Unfamiliar at the time with the necessity of pickups to properly mic their guitars, they had to shift their approach to performing on the fly. “At the first club we went to, our guitars fed back to badly that we just sat on the floor to play and then did 30 shows like that,” says Lortz. “It was great because we didn’t have to worry about sound check or what our mics sounded like,” Morrison laughs. “Sometimes we’d lay down. Sometimes we’d walk around and sing really loud in peoples’ faces if they were talking too loud.” An extensive tour with the Fleet Foxes further refined their performances, and by the time the duo connected with Ashley in late March of 2009, Lortz’s vision of where he wanted the next album to go was lucid and his focus even sharper with the news that his first child was on its way.

Though minor chords and romantically morose lyrical yarns about misplaced affections and spiritual inertia remain touchstones, there’s a refreshing undercurrent of optimistic light running through songs like “The River” and “New Shadow,” a bewildered and beautiful reflection on Lortz’s impending parenthood.
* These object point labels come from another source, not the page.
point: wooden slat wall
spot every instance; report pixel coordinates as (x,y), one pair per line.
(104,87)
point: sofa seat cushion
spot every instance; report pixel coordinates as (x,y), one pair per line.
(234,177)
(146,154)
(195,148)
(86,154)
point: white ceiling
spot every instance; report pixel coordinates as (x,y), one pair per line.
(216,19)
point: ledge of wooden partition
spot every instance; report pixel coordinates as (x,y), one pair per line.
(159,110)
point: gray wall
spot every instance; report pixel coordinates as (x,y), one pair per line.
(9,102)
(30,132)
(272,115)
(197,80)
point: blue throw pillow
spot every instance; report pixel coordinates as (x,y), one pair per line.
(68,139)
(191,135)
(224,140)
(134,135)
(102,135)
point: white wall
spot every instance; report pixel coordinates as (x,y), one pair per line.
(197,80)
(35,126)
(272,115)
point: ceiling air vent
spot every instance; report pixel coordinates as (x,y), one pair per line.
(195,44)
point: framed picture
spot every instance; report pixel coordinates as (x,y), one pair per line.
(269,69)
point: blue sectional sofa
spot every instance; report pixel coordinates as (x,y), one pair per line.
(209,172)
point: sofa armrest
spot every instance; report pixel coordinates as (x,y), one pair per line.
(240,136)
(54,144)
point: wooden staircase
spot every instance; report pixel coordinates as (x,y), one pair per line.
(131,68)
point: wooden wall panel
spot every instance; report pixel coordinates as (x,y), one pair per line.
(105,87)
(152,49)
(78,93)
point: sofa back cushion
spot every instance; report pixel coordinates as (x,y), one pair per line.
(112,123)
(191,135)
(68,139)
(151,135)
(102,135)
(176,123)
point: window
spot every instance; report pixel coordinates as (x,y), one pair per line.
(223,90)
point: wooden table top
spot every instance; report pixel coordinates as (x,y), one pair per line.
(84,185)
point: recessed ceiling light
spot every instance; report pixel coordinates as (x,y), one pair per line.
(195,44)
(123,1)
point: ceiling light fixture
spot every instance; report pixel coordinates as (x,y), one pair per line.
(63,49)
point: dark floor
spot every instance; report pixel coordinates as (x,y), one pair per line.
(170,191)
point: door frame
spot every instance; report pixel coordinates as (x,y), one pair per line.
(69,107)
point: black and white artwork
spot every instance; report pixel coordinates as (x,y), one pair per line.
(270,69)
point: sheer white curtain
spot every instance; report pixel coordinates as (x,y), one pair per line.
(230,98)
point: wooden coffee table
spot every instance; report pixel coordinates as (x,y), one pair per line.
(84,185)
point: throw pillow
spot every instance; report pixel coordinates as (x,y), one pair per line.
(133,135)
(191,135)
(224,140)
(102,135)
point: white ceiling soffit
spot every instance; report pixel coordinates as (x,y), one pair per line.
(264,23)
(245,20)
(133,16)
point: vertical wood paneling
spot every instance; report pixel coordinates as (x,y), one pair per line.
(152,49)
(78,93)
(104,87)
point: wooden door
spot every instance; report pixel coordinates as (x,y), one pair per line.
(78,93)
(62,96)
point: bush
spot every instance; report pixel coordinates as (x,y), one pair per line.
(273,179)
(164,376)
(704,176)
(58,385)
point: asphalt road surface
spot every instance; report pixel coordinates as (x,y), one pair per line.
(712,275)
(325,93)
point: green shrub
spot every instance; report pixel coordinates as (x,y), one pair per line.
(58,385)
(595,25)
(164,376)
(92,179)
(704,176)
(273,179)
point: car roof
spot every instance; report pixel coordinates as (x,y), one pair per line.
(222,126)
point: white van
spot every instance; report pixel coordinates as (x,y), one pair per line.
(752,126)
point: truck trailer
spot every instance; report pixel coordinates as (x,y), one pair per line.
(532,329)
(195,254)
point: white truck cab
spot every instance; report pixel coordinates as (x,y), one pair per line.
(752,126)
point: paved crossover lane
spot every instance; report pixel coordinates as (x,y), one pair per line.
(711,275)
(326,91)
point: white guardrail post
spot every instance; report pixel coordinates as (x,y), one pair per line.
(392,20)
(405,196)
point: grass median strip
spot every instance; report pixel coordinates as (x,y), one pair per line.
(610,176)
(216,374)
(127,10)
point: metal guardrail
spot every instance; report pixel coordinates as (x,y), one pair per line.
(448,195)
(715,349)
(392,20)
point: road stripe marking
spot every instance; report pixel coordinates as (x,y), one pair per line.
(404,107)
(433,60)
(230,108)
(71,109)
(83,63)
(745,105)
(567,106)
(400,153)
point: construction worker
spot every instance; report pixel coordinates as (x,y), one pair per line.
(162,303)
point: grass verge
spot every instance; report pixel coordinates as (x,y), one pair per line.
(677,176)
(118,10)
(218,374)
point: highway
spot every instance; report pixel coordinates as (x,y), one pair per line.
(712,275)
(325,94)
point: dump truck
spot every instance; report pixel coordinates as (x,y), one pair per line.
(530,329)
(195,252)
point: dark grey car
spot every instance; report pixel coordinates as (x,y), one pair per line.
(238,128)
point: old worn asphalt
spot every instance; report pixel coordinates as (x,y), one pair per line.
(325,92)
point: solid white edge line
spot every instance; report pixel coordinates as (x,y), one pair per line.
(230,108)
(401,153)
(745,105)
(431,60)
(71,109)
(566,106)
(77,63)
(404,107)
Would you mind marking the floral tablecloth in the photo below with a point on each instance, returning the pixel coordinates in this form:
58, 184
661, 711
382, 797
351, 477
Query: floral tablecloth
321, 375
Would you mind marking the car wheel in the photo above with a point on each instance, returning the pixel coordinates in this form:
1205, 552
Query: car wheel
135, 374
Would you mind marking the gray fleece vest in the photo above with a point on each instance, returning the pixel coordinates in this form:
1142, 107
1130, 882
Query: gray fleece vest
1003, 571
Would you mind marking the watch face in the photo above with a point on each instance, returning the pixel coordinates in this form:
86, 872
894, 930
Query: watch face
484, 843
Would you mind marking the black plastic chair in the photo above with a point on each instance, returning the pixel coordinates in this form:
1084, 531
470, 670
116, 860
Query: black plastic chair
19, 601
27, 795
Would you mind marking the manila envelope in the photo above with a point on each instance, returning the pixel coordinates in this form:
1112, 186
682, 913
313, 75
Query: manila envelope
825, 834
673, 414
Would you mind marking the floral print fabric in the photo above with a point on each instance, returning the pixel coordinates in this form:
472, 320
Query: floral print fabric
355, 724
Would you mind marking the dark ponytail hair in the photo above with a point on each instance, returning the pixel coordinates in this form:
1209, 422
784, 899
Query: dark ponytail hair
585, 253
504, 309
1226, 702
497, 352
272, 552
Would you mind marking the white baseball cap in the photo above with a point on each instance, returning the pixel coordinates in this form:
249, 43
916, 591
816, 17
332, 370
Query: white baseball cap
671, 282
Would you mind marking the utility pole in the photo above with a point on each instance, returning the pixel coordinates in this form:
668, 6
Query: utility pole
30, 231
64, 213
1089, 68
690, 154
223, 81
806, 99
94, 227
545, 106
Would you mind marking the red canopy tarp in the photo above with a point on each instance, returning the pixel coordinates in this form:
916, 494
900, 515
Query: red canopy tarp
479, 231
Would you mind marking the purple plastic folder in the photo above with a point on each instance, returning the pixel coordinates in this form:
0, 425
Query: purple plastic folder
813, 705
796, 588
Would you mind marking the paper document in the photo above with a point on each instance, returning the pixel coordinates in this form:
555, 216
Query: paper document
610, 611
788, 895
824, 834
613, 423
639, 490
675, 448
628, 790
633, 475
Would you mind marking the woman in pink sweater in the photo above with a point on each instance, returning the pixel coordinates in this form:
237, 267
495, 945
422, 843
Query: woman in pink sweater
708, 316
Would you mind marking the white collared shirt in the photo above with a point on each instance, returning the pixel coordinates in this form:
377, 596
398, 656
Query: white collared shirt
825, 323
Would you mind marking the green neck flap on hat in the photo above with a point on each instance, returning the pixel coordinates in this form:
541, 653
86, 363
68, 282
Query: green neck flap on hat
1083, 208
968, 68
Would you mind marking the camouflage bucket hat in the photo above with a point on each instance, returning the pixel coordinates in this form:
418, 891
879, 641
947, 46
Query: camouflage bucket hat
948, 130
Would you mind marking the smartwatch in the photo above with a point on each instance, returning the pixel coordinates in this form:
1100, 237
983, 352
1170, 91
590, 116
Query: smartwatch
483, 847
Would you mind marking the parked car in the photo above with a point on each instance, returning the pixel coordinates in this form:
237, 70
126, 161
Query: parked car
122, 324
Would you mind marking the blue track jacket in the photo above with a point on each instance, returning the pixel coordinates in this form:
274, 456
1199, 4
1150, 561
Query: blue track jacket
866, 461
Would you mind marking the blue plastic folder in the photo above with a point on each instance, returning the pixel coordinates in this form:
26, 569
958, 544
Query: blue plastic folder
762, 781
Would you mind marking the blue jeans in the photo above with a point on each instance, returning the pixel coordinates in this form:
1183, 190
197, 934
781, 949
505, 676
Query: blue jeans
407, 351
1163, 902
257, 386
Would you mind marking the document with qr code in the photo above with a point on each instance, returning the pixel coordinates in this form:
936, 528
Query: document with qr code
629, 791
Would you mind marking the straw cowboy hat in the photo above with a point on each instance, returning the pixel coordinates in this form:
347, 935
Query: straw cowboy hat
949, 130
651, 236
The presence of Lortz’s innate grasp of classic ‘60s pop structures is still audible, but so is growth beyond an obvious affection for early Rolling Stones, with songs like “Let It Die” pulsing with a sly warmth and subtle twang all their own. Morrison also comes more sharply into the foreground, particularly on the (nearly) title track, when Lortz relegates himself to mournful howls behind her distinct and dramatic alto.

His partner’s increased presence notwithstanding, it’s still Lortz’s baby, figuratively and literally. Morrison likens it to a rebirth – “On the last record he was so miserable, and now he’s got a kid coming and is trying to figure out what kind of person he’s gonna be and wants to be for his kid. It’s definitely more hopeful than the last record.”